We'll prove that $\frac{a}{a+b}+\frac{b}{b+c}+\frac{c}{c+a}\geq\frac{a+b+c}{a+b+c-\sqrt[3]{abc}}$ for all positives $a$, $b$ and $c$.

Indeed, let $ab+ac+bc\geq(a+b+c)\sqrt[3]{abc}$.

Hence, by C-S $\sum\limits_{cyc}\frac{a}{a+b}\geq\frac{(a+b+c)^2}{\sum\limits_{cyc}(a^2+ab)}=\frac{1}{1-\frac{ab+ac+bc}{(a+b+c)^2}}\geq\frac{a+b+c}{a+b+c-\sqrt[3]{abc}}$.

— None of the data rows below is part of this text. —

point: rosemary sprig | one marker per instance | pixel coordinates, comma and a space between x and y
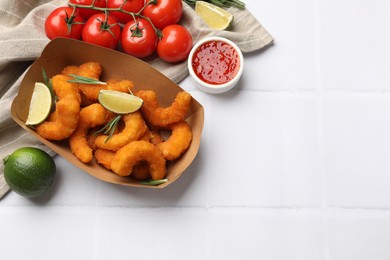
154, 182
85, 80
110, 127
48, 84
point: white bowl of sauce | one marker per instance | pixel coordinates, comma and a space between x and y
216, 64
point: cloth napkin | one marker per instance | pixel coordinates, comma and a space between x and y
22, 39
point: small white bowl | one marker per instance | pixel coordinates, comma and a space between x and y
215, 88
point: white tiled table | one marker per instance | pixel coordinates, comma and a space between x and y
294, 164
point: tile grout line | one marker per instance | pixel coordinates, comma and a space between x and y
320, 129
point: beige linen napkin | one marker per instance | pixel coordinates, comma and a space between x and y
22, 39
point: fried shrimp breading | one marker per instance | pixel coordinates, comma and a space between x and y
135, 127
104, 157
93, 70
178, 142
90, 116
64, 120
131, 154
161, 117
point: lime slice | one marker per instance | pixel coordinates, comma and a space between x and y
40, 104
213, 16
119, 102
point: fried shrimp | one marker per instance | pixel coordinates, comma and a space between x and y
104, 157
64, 120
135, 127
93, 70
161, 117
90, 117
178, 142
131, 154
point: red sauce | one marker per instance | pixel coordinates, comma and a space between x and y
216, 62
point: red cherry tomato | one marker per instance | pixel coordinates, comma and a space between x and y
164, 13
102, 30
176, 43
85, 12
139, 38
63, 22
133, 6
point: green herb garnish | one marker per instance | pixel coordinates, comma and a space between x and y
48, 84
85, 80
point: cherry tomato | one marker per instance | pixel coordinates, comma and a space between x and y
176, 43
63, 22
139, 38
133, 6
85, 12
164, 13
102, 30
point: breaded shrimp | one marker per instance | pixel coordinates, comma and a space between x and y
105, 157
90, 117
63, 121
93, 70
178, 142
161, 117
131, 154
135, 127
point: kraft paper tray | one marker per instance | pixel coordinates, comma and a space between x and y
62, 52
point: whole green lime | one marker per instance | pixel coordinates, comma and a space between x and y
29, 171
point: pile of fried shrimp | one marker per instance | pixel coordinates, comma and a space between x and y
137, 147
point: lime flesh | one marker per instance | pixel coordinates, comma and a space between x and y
213, 16
40, 105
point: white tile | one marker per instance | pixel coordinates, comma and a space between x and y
359, 236
354, 44
290, 62
47, 232
252, 234
356, 150
263, 150
161, 233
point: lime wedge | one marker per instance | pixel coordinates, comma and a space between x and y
40, 104
213, 16
119, 102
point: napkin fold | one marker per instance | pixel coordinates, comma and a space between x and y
22, 39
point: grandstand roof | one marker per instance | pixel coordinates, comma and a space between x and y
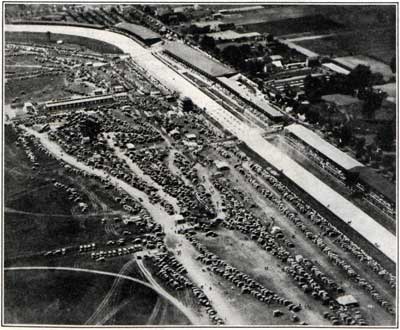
232, 35
340, 99
376, 182
138, 30
328, 150
243, 92
198, 60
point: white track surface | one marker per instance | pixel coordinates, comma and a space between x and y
341, 207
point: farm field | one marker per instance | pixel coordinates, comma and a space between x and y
379, 44
375, 65
138, 209
298, 25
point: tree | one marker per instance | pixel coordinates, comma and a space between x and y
372, 101
393, 64
207, 43
386, 134
313, 88
231, 55
345, 134
359, 77
187, 104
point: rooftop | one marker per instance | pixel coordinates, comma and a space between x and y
232, 35
79, 100
198, 59
138, 30
341, 99
328, 150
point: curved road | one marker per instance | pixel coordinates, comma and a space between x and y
184, 310
376, 234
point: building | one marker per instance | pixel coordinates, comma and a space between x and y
221, 165
197, 60
142, 33
82, 102
323, 148
230, 35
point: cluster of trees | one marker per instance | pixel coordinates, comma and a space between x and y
359, 80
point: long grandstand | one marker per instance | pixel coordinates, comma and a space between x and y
376, 189
338, 205
142, 33
197, 60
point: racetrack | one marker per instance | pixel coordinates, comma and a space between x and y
337, 204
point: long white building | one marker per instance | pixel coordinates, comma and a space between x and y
341, 207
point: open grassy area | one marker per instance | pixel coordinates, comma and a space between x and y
379, 44
35, 89
85, 43
314, 23
67, 297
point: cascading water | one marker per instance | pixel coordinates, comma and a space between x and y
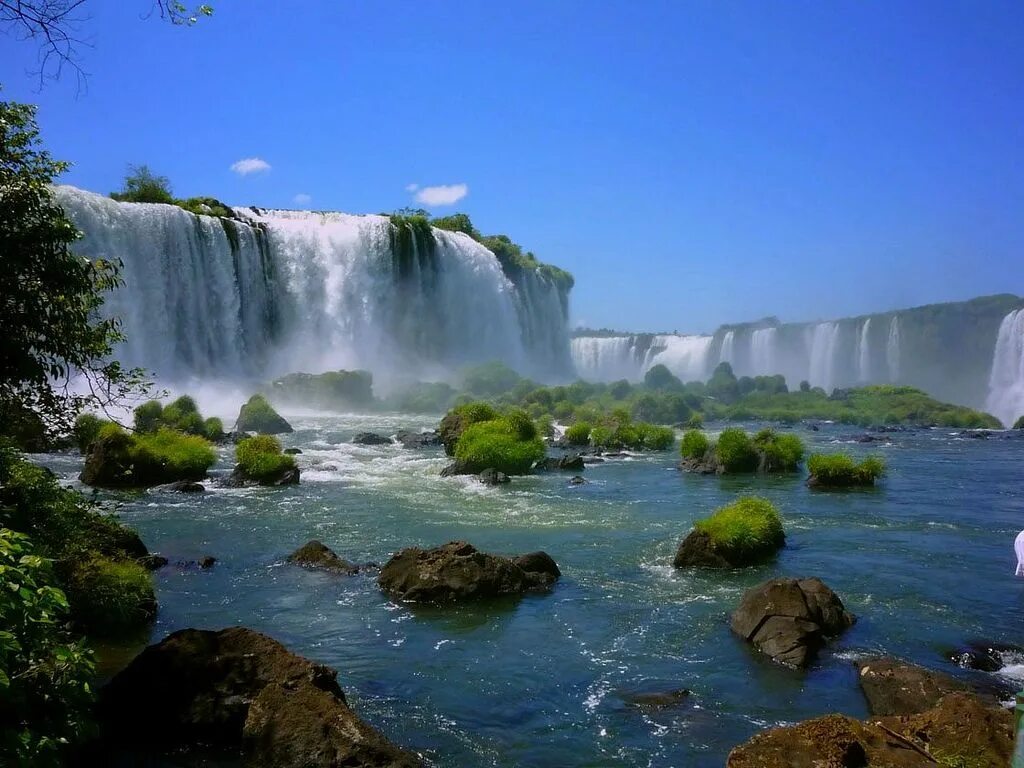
280, 291
864, 352
892, 349
1006, 384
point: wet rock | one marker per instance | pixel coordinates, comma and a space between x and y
411, 439
788, 619
302, 726
458, 571
492, 476
315, 555
894, 687
371, 438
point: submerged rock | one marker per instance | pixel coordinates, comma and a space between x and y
313, 554
458, 571
788, 619
894, 687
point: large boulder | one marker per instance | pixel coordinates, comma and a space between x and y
315, 555
790, 619
894, 687
302, 726
458, 571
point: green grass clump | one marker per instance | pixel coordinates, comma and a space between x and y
736, 452
109, 597
840, 470
509, 443
579, 433
745, 531
694, 444
260, 458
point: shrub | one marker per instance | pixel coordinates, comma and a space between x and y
579, 433
260, 458
735, 452
839, 470
458, 419
44, 675
503, 443
108, 597
694, 444
745, 531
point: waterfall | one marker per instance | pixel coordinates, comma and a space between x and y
864, 352
763, 357
279, 291
1006, 383
822, 355
892, 349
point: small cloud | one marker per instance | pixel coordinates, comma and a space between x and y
250, 165
444, 195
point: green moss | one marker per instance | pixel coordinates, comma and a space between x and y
260, 458
745, 531
694, 444
840, 470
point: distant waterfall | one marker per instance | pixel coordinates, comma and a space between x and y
864, 352
892, 349
1006, 384
279, 291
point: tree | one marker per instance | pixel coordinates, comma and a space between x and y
55, 24
142, 186
49, 298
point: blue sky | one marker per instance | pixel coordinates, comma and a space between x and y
691, 163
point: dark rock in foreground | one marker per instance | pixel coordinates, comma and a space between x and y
788, 619
315, 555
894, 687
458, 571
237, 688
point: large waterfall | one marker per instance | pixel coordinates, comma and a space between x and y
1006, 388
278, 291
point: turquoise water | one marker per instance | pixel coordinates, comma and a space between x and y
925, 561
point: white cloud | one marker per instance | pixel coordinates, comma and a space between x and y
250, 165
444, 195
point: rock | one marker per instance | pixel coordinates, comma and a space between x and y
648, 701
196, 687
184, 486
302, 726
458, 467
458, 571
788, 619
492, 476
314, 555
419, 439
371, 438
894, 687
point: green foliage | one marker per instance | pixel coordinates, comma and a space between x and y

Let $ab+ac+bc\leq(a+b+c)\sqrt[3]{abc}$.

Hence, by C-S $\sum\limits_{cyc}\frac{a}{a+b}\geq\frac{(ab+ac+bc)^2}{\sum\limits_{cyc}(a^2c^2+a^2bc)}=\frac{1}{1-\frac{abc(a+b+c)}{(ab+ac+bc)^2}}\geq\frac{1}{1-\frac{\sqrt[3]{abc}}{a+b+c}}=\frac{a+b+c}{a+b+c-\sqrt[3]{abc}}$.

Done!